I just submitted another article on James H. Cone to one of my favorite journals on Black religion and theology. I hope it will pass the rigorous test of the peer review process 🙂
For the year 2018, I wrote three detailed articles on James Cone exploring different, but interconnecting themes in his theology. (Both of them were supposed to come out in December. I am not sure why both journals are delaying the publication of their next issue. Well, I am not in a hurry. I suppose that both articles will now be published in 2019, not 2018 as the editors have previously informed me.) From my perspective, the two cardinal and inseparable themes in Cone’s theological corpus is arguably his articulation of a robust theological anthropology and a revolutionary doctrine of God; both theological formulations have departed from the traditional Western-European theological methodology and theological diction. This alternative way of doing theology in/from the margins and establishing the rapport between theology and anthropology has now become an intellectual tradition in modern contextual and constructive theologies, both in the developing and developed worlds and among the religious thinkers that promote them.
While Cone has invested a lot of intellectual energy in developing with greater theological precision and clarity a comprehensive discourse on (black) theological anthropology, his doctrine of God is the bedrock that sustains Cone’s theological understanding of humanity and all of his theological subsets. I believe his theological anthropology is more expressive than any other theological topics he wrote about.

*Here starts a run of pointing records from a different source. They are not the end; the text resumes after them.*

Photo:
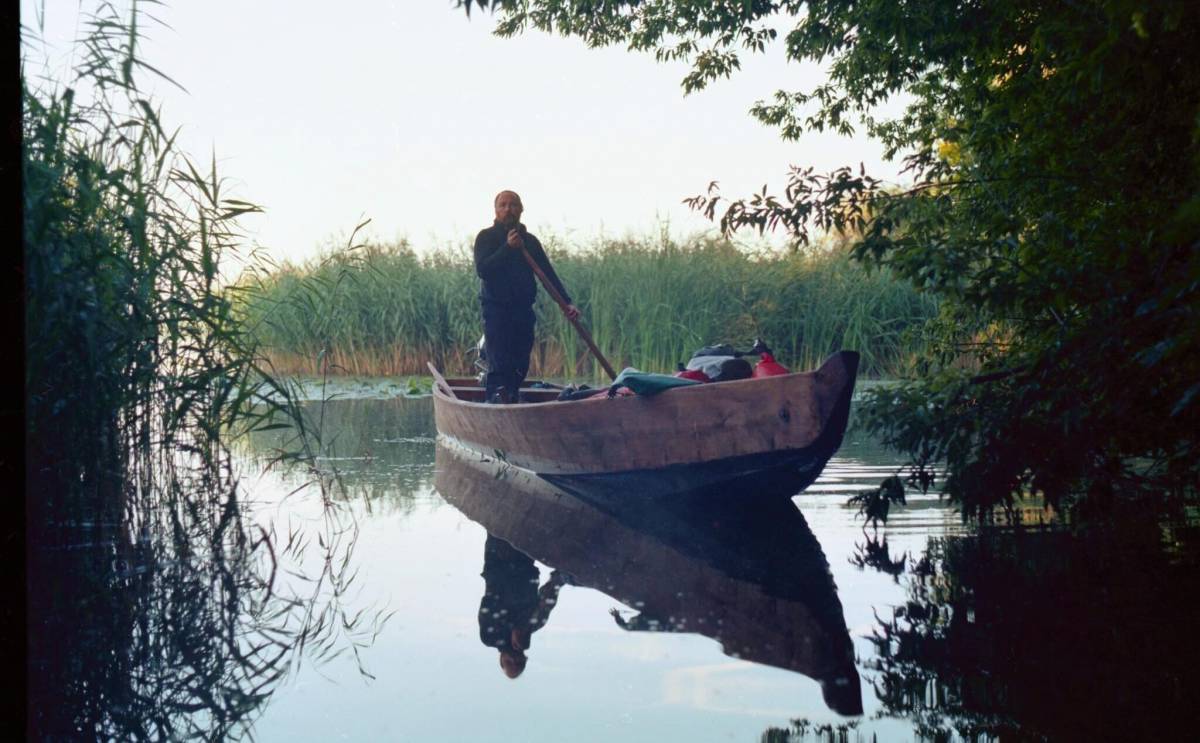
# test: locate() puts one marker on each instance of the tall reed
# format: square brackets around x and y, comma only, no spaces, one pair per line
[649,303]
[153,606]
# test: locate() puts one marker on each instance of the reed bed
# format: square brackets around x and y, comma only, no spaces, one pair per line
[649,303]
[153,601]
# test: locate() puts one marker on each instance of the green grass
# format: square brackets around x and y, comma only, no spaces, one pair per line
[649,303]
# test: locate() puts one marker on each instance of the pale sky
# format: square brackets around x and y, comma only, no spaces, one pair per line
[411,115]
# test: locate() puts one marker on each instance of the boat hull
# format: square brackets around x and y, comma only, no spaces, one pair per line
[778,431]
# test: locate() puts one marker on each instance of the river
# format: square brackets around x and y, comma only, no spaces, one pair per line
[437,597]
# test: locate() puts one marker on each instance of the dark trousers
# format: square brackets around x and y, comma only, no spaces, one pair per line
[508,333]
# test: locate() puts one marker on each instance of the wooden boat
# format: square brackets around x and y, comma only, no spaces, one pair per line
[775,430]
[753,579]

To express it concisely, Cone articulated a God who has revealed himself in Jesus Christ with the intended purpose to free the oppressed (i.e. black people) and deliver the poor from their oppressors and abusers. In Cone’s theological logic, God makes use of his transcendence and power to humanize and recreate the fragmented lives of the world’s poor and the economically-disadvantaged populations in the world. God’s revelation means good news to the vulnerable and freedom, life, and recreation to those who hope solely in Him–not in the powers and systems of this world–and concurrently to those (the miserable) whom God has chosen to grant justice and show his loving-kindness–by demolishing the powers, systems, structures, and forces of this world that alter their existence and dehumanize the Imago Dei in them.